The Map of Lost Memories, by Kim Fay ’88, is a gripping and intricate tale of a young woman treasure hunter in Cambodia. Besides its graceful prose, the novel offers an absorbing education on the mysteries of the Khmer people and the cultural cross-fertilization, and corresponding misunderstanding, of mid-1920s Southeast Asia.

The other is In the Memory of the Map: A Cartographic Memoir, by Christopher Norment ’82 MS. I generally find memoirs of living people tedious and embarrassing. But Norment has written a refreshing recollection of his life as inspired and organized by maps, starting with the free filling station maps he collected as a kid and moving deliberately toward an allegorical “trip without a map” through the Pasayten Wilderness of the North Cascades.

Map of Lost MemoriesIn the Memory of the Map

Presumably coincidental in their similar titles, the books nevertheless evoke the aspirations, dreams, and metaphors invested in maps as well as suggest interpretations of the maps contained in this issue.

As simple as it seems on the surface, the map on page 44 of northeastern Washington and the Colville reservation contains layers of memory and meaning, both cultural and political.
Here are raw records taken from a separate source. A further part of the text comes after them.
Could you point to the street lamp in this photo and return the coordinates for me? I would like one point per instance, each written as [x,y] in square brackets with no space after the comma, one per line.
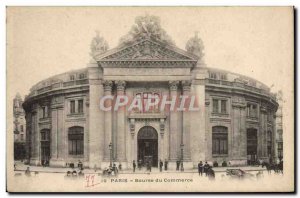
[110,158]
[181,161]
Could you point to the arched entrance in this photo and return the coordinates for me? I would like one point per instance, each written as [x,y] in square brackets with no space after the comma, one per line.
[148,145]
[251,146]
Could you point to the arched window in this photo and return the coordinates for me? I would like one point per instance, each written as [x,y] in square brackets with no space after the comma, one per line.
[145,98]
[75,137]
[45,146]
[269,143]
[219,140]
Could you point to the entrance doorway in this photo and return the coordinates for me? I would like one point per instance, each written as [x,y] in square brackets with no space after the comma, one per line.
[251,146]
[45,147]
[148,146]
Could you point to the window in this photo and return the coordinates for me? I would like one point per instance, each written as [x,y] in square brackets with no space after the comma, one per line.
[269,143]
[252,110]
[75,136]
[81,76]
[219,140]
[80,106]
[215,106]
[45,112]
[72,106]
[72,77]
[152,97]
[220,106]
[280,150]
[223,106]
[45,135]
[213,75]
[223,77]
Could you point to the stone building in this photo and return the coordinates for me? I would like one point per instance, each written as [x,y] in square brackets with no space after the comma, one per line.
[279,129]
[19,128]
[235,120]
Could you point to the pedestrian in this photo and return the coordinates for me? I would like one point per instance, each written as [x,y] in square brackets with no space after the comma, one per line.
[149,166]
[166,164]
[177,165]
[27,172]
[181,166]
[161,164]
[80,165]
[140,164]
[133,165]
[205,168]
[210,173]
[200,168]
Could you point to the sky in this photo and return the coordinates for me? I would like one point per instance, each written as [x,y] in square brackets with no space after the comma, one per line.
[44,41]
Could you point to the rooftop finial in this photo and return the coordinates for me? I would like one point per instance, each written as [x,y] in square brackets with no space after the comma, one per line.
[146,27]
[195,46]
[98,44]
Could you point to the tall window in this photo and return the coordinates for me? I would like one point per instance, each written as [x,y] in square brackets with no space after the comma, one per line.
[45,112]
[72,77]
[75,140]
[220,106]
[72,106]
[81,76]
[252,110]
[213,75]
[223,106]
[146,97]
[45,144]
[223,77]
[219,140]
[269,143]
[215,106]
[80,106]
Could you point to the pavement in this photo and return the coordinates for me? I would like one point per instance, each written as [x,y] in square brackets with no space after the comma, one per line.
[22,167]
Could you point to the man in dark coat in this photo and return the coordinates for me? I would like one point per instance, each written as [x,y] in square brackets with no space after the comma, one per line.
[200,168]
[205,168]
[166,164]
[133,165]
[177,165]
[161,164]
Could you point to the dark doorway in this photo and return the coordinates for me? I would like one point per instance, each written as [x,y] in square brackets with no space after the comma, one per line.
[148,146]
[251,146]
[45,147]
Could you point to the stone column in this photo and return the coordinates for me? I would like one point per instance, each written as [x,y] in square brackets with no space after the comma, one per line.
[121,135]
[260,136]
[174,147]
[107,120]
[58,135]
[54,135]
[186,88]
[95,130]
[239,135]
[132,132]
[162,133]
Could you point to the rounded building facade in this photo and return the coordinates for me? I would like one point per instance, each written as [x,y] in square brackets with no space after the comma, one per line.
[234,120]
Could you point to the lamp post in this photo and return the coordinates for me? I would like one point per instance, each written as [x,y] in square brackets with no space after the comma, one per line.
[110,158]
[181,161]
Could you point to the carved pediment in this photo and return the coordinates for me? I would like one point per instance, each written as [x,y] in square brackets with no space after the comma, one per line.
[147,50]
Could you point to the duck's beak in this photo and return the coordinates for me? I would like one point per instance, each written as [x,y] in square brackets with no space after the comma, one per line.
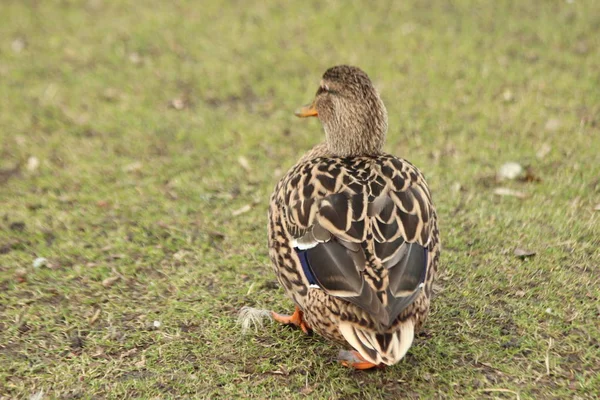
[308,110]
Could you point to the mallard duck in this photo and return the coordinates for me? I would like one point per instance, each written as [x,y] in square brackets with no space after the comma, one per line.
[353,234]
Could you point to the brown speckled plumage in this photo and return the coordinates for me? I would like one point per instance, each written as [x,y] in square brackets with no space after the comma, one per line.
[365,222]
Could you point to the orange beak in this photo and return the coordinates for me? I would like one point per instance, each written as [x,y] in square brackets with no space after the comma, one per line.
[308,110]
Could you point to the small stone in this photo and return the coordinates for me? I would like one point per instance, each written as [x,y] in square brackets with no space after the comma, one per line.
[510,170]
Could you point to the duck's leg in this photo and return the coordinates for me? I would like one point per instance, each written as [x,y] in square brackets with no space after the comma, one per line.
[353,359]
[294,319]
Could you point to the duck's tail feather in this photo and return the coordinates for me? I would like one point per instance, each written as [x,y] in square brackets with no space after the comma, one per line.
[387,348]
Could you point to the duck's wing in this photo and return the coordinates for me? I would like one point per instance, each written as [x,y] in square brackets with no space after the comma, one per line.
[360,228]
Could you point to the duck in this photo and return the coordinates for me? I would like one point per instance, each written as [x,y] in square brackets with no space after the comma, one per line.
[353,232]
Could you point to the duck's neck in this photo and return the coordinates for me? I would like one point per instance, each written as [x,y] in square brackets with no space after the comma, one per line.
[353,140]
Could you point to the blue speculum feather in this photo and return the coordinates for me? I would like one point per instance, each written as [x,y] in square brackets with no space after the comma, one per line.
[303,256]
[310,277]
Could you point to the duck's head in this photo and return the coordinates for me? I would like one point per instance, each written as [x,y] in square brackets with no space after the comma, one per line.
[351,111]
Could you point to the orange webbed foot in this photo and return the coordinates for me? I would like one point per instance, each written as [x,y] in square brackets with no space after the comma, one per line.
[353,359]
[295,319]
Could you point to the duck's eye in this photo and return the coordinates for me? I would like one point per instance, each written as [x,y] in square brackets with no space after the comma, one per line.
[323,88]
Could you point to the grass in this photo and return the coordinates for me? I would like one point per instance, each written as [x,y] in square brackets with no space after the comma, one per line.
[122,125]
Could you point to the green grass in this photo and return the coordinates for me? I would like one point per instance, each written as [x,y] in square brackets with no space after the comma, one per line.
[130,187]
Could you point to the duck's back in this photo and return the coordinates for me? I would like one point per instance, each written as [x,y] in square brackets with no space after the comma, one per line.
[359,233]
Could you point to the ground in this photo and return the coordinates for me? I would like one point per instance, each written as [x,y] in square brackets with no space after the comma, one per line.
[140,142]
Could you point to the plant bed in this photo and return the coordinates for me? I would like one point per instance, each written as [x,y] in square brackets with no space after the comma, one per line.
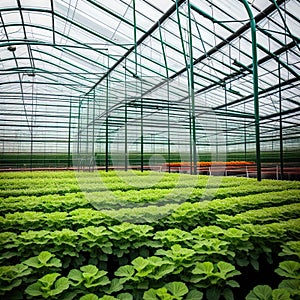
[60,247]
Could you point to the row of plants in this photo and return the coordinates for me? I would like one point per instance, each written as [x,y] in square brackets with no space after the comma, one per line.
[211,163]
[115,181]
[284,206]
[68,247]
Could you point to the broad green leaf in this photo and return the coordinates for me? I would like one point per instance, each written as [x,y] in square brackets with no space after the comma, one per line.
[12,285]
[60,285]
[213,293]
[156,261]
[228,294]
[48,279]
[162,271]
[281,294]
[291,285]
[177,288]
[76,276]
[125,296]
[194,295]
[150,295]
[89,297]
[125,271]
[232,283]
[89,269]
[115,286]
[44,256]
[203,268]
[290,269]
[34,289]
[108,298]
[139,263]
[163,294]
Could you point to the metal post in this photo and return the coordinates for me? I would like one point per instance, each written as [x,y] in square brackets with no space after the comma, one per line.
[255,87]
[126,116]
[280,127]
[106,123]
[93,132]
[69,138]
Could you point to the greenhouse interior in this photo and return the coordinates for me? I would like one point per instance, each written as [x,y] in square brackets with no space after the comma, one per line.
[146,84]
[150,150]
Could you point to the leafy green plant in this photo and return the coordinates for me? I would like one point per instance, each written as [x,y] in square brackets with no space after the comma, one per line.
[215,278]
[291,248]
[265,292]
[44,259]
[88,277]
[11,277]
[170,291]
[49,286]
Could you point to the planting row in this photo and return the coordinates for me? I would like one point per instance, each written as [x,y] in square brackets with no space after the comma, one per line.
[265,207]
[133,198]
[100,181]
[135,260]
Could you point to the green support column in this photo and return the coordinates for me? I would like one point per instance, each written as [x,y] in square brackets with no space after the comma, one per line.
[78,136]
[280,128]
[93,133]
[192,93]
[106,123]
[69,137]
[255,87]
[189,95]
[168,97]
[126,116]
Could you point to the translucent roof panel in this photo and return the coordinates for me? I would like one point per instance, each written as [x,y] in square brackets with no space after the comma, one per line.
[65,54]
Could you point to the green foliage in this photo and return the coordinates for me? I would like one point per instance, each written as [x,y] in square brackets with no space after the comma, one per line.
[44,259]
[48,286]
[12,276]
[179,249]
[170,291]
Technically not a map, the satellite photo of British Columbia’s Gulf Islands both inspires adventure in a place so near and yet so unfamiliar to many of us and suggests environmental influences and relationships in a people who have only tentatively revealed themselves.

In discussing the power of maps to inspire the imagination, Norment recalls another writer’s observation that maps are a frequent feature of children’s books. What would Winnie-the-Pooh or Lord of the Rings be without maps? And the map in Treasure Island creates “a space precisely the size of a boy’s imagination.”

Referring to yet another book about maps, this one outside our WSU parameters, a recent commentator discusses the early cartographer Ptolemy’s Geography as an “attempt to take myths out of maps.” Whether or not Ptolemy was successful, I suggest the campus master plan on page 17, a yet different kind of map, might benefit from injecting some mythologizing of another sort, thus exciting the imagination. Such a map might more strongly require certain questions of us: “Where might we end up?” and, “What must we do to reach this place?”

Such musing also recalls a book, reviewed in a previous issue, that should be appreciated for its allegorical value as much as its information. Marty Mullen, who served for over 30 years in arts programming and student affairs, has compiled in her Reflections on the Road what surely is the most comprehensive mapping, geographical and historical, of this place where she lives, a value that could well be reaffirmed by our land grant university.

Norment observes that other than the occasional blank spot, there are few unmapped places left on Earth. Except, that is, for what George Eliot called the “unmapped country within us.” Which, I might add, must affect the eventual mapping of that wilderness we call the future.

And that suggests a yet very different, metaphorical kind of mapping. A sociologist, a philosopher, a geologist, and a political scientist have in their “Ethics of Climate Change” transcended the pointless arguing over climate change’s existence and attempted to chart the unknown course of the ethical implications of a world in flux.